Pescadores de la Laguna Madre han sido apercibidos por las autoridades portuarias sobre los riesgos que podrían enfrentar al entrar a mar abierto en sus frágiles embarcaciones, debido a la fuerza de los vientos, bajas temperaturas y el alto oleaje, lo que ha provocado el cierre de puertos a la navegación menor.
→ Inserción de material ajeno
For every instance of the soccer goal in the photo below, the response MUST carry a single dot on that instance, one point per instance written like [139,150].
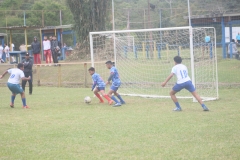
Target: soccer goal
[144,59]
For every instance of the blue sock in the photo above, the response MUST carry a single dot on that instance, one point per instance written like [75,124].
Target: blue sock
[24,101]
[177,105]
[12,99]
[120,98]
[115,100]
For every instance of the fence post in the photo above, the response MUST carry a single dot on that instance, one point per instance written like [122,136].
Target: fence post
[85,75]
[167,51]
[59,75]
[38,77]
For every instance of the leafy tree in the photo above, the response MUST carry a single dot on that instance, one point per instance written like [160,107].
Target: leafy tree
[89,15]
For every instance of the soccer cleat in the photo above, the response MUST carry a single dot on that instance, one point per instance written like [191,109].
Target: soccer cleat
[177,109]
[205,108]
[117,105]
[12,105]
[25,107]
[110,102]
[123,102]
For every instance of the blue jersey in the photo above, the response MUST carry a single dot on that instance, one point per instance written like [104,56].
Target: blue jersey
[207,39]
[238,37]
[115,76]
[97,80]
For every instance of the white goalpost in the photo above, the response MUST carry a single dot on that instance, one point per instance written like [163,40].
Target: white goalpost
[144,59]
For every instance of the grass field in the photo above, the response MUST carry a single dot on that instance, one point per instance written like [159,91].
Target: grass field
[60,126]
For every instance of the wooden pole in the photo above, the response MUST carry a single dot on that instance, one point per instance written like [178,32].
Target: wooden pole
[42,19]
[10,41]
[59,75]
[41,41]
[38,77]
[167,50]
[85,75]
[25,31]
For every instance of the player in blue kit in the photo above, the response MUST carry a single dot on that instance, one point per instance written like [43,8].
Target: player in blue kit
[183,82]
[16,74]
[116,83]
[98,86]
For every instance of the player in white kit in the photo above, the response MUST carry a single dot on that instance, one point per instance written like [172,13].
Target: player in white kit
[16,74]
[183,82]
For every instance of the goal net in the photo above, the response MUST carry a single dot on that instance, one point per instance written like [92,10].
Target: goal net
[144,59]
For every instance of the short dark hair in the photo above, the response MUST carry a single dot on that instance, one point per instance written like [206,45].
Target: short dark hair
[109,62]
[91,69]
[177,59]
[20,65]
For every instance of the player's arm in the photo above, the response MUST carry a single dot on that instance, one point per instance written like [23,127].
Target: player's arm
[26,78]
[168,78]
[1,76]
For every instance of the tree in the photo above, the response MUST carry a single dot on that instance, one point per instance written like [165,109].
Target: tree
[89,15]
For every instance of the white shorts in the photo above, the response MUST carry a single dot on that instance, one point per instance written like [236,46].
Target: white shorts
[7,55]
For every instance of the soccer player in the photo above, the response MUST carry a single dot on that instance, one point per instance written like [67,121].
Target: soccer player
[183,82]
[98,86]
[16,74]
[116,82]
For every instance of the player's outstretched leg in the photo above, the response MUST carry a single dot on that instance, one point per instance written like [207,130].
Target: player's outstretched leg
[120,98]
[24,100]
[114,98]
[98,95]
[200,101]
[110,102]
[12,100]
[174,98]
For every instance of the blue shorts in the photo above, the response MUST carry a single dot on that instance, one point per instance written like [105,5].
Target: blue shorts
[101,88]
[15,88]
[187,85]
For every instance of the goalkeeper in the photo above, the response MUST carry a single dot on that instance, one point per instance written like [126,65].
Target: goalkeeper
[98,86]
[116,82]
[183,82]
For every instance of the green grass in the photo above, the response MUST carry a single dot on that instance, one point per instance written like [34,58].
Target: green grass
[60,126]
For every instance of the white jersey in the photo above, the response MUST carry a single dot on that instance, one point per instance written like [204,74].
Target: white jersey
[181,73]
[15,75]
[46,45]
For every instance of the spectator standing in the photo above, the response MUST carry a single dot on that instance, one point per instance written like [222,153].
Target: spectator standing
[6,50]
[22,47]
[28,63]
[207,39]
[12,46]
[36,49]
[238,38]
[232,49]
[54,49]
[47,50]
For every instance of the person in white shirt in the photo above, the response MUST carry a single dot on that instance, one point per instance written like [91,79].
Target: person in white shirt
[1,52]
[183,82]
[47,50]
[6,50]
[16,74]
[12,46]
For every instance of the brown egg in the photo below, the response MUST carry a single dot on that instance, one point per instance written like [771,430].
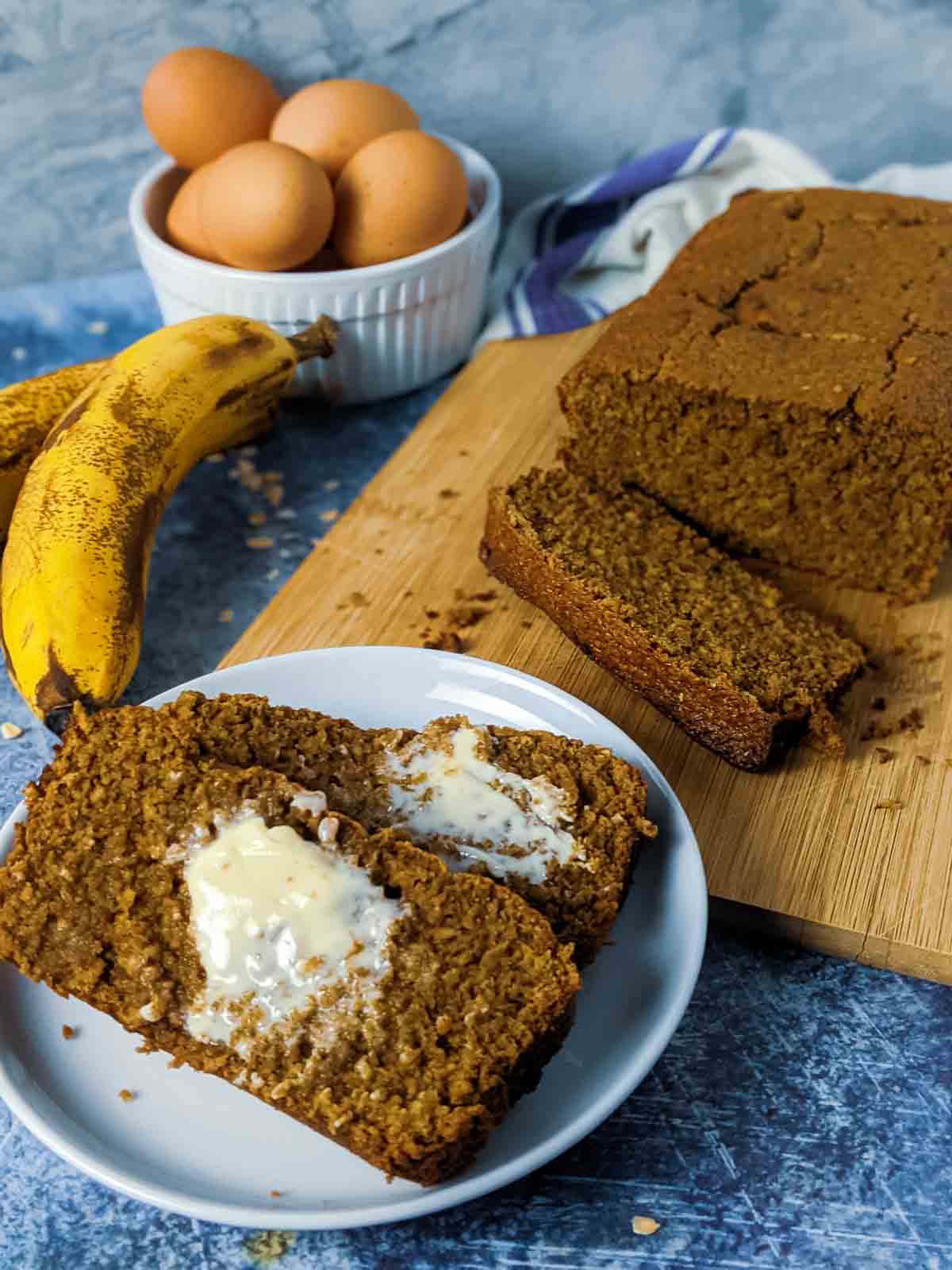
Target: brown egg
[183,224]
[266,206]
[325,262]
[200,102]
[333,120]
[401,194]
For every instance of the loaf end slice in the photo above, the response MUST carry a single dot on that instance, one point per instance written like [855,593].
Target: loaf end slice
[712,647]
[565,837]
[784,385]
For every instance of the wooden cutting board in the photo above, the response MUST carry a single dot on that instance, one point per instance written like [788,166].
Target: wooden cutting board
[850,856]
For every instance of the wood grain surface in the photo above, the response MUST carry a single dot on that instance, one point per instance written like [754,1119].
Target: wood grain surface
[850,856]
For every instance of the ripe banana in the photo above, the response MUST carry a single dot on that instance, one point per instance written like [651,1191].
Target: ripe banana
[76,563]
[27,413]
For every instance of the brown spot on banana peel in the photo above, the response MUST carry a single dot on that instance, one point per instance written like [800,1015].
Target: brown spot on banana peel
[73,416]
[57,692]
[224,355]
[137,535]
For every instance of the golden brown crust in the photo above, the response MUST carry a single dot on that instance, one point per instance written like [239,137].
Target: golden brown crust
[785,387]
[720,715]
[478,996]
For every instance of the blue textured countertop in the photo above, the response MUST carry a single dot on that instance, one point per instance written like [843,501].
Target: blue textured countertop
[800,1117]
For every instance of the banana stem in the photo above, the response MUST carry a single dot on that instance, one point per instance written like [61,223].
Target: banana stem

Las condiciones que están prevaleciendo en El Golfo de México y las que habrán de prevalecer a consecuencia de la masa de aire polar y el frente frio no. 24, que harán sentir sus efectos a partir del domingo siguiente con vientos del norte muy fuertes, mantendrán esta prohibición.
Ante as escases de especies acuáticas en aguas de la laguna madre, pescadores ribereños salen al Golfo de México a la captura de cazón y otros productos pesqueros, pero hacerlo en estas condiciones significa riesgo extremoso por la fragilidad de las lanchas en que se desplazan entre las aguas azotadas por el viento y el alto oleaje.
En años anteriores se han registrado decesos de pescadores que al entrar a mar abierto con oleaje elevado terminaron por naufragar en las embarcaciones de fibra de vidrio, lo que ha costado luto en varios hogares.
Frente a este riesgo, autoridades del ramo vienen exhortando a los pescadores a no salir a mar abierto y respetar los comunicados de la Capitanía de Puerto de Matamoros, a efecto de evitar ser sorprendidos por el mal tiempo, que es propio en la temporada invernal que habrá de terminar en dos o tres meses más.